Harry Potter author J.K. Rowling has strongly hinted for the first time that she could write an eighth book in the series. 



Rowling, 42, admits she has 'weak moments' when she feels she will pen another novel about the boy wizard. 

One of her biggest fans – her 14-year-old daughter Jessica – has already put pressure on her to revisit the character.
*img.dailymail.co.uk/i/pix/2007/12_04/JKRowlingPA_468x461.jpg


And her younger children – David, four, and Mackenzie, two – are likely to join the clamour for another novel as they discover the Potter books. 

However, if an eighth novel were to be written, Rowling concedes it is unlikely that Harry would be the central character. 

She finished the seventh book in the series – Harry Potter And The Deathly Hallows – last January. 

At the time she thought she was ending a 17-year association with the boy wizard. 

But in an interview with Time magazine, which put Rowling at No 3 in its Person Of The Year list, she said: "There have been times since finishing, weak moments, when I've said 'Yeah, all right' to the eighth novel "If - and it's a big if - I ever write an eighth book, I doubt that Harry would be the central character. I feel I've already told his story. 

"But these are big ifs. Let's give it ten years." 

In the meantime, Rowling is working on two writing projects – an adult novel and a "political fairy tale" – and is involved in charity work.

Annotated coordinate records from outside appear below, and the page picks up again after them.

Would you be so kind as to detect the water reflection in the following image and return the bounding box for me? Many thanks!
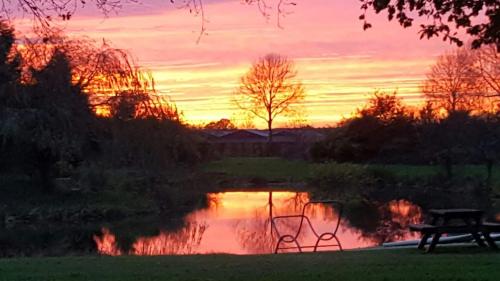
[94,192,422,255]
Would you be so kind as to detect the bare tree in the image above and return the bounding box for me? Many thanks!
[234,54,305,143]
[422,48,485,114]
[474,43,500,97]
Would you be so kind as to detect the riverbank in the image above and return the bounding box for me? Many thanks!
[201,157,500,195]
[0,247,500,281]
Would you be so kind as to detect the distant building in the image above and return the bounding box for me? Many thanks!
[201,129,324,158]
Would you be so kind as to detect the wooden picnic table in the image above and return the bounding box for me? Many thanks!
[410,209,500,252]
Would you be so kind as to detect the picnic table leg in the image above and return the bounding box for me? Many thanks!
[427,233,441,253]
[418,233,431,250]
[471,232,486,247]
[483,232,498,250]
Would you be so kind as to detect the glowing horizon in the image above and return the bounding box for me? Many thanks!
[13,0,458,127]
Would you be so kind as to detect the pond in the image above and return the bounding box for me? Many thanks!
[93,191,422,255]
[0,189,500,257]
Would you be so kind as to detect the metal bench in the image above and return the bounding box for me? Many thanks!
[271,200,343,254]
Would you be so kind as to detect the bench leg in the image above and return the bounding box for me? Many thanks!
[471,232,486,247]
[483,232,498,250]
[427,233,441,253]
[418,234,431,250]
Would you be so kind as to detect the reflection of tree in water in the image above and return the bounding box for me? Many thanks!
[94,222,208,256]
[234,192,335,254]
[131,222,208,256]
[343,200,422,244]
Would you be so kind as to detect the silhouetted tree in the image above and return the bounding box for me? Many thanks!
[422,49,484,113]
[234,54,305,143]
[312,92,417,162]
[0,0,500,51]
[474,46,500,97]
[360,0,500,51]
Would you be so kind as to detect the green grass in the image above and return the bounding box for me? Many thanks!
[0,247,500,281]
[203,157,500,183]
[203,157,312,182]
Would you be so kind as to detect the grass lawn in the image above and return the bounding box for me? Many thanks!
[0,247,500,281]
[203,157,500,185]
[203,157,312,182]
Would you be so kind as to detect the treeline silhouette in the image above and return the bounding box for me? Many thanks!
[0,22,198,191]
[311,92,500,177]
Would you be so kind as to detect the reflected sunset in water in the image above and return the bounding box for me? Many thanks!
[94,192,422,255]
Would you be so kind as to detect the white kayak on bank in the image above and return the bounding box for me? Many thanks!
[382,233,500,247]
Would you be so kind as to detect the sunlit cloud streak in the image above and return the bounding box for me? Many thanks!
[14,0,451,126]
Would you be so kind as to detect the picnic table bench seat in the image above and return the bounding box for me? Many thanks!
[409,209,500,252]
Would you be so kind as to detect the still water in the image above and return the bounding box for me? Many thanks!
[93,192,422,255]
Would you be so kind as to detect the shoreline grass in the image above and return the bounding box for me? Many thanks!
[0,247,500,281]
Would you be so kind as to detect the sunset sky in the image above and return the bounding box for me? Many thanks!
[17,0,458,126]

*www.dailymail.co.uk/pages/live/art...ews.html?in_article_id=505148&in_page_id=1773


----------



## x3060 (Dec 31, 2007)

damn , she has become "money minded" too....


----------



## naveen_reloaded (Dec 31, 2007)

^^ agree


----------



## desiibond (Dec 31, 2007)

yeap yeap yeap. too irresistible


----------



## fun2sh (Dec 31, 2007)

yeah money has corpoded her! but it wil be good if she write a sequel.


----------



## anand1 (Dec 31, 2007)

I knew that she will not stop after having such popularity of her novel. And also why should she stop...?


----------



## Batistabomb (Dec 31, 2007)

anand1 said:


> I knew that she will not stop after having such popularity of her novel. And also why should she stop...?



i agree with you


----------



## x3060 (Dec 31, 2007)

now running harry potter in 20s ,coming attractions-
30s of potter ,
40s of potter,. . and so on . . next ,life of potters son .tsk,tsk


----------



## naveen_reloaded (Dec 31, 2007)

then it will have B.H(before harry death) and A.H(after harry death) Side novels..


----------



## BBThumbHealer (Dec 31, 2007)

that's only because of greed ` !


----------



## eggman (Dec 31, 2007)

No .........I don't have the courage to read 8th books after reading 5th and 7th....
She should stop at the _seventh_ ...........


----------



## x3060 (Dec 31, 2007)

@naveen . . lol


----------



## iMav (Jan 1, 2008)

abey ekta kapoor k serial chalte hain na  ghasit te ghasit tey yeh bhi pakaegi abhi


----------



## BBThumbHealer (Jan 1, 2008)

^ lol


----------



## fun2sh (Jan 1, 2008)

dont compare JO with "ekta ki anekta". 
jo did a horrible mistake in writin style of book 7 though story(means the main story n not everything like stupid murder or harry ron fight) was the best outta 7books.

but yeah if she want to write 8th book its her wish and any fan wil be delighted to read it.but yeah she has to something new and more creative n NOT JUST BRINGIN VOLDY BACK! 
i wish she writer on some other character like Dumbledore or the other character. 

but yeah write and 8th book wil be a lot difficult. 

it may be that many of us are seein her as a TURNIN INTO GREEDY MONEY MINDED PERSON.
but yet no1 knows and the emotional touch like she has with her lovely creation wil compel every write to write a sequel. i dont think any writer in the entire history hav just a long and strong emotional touch with his book for 17 years.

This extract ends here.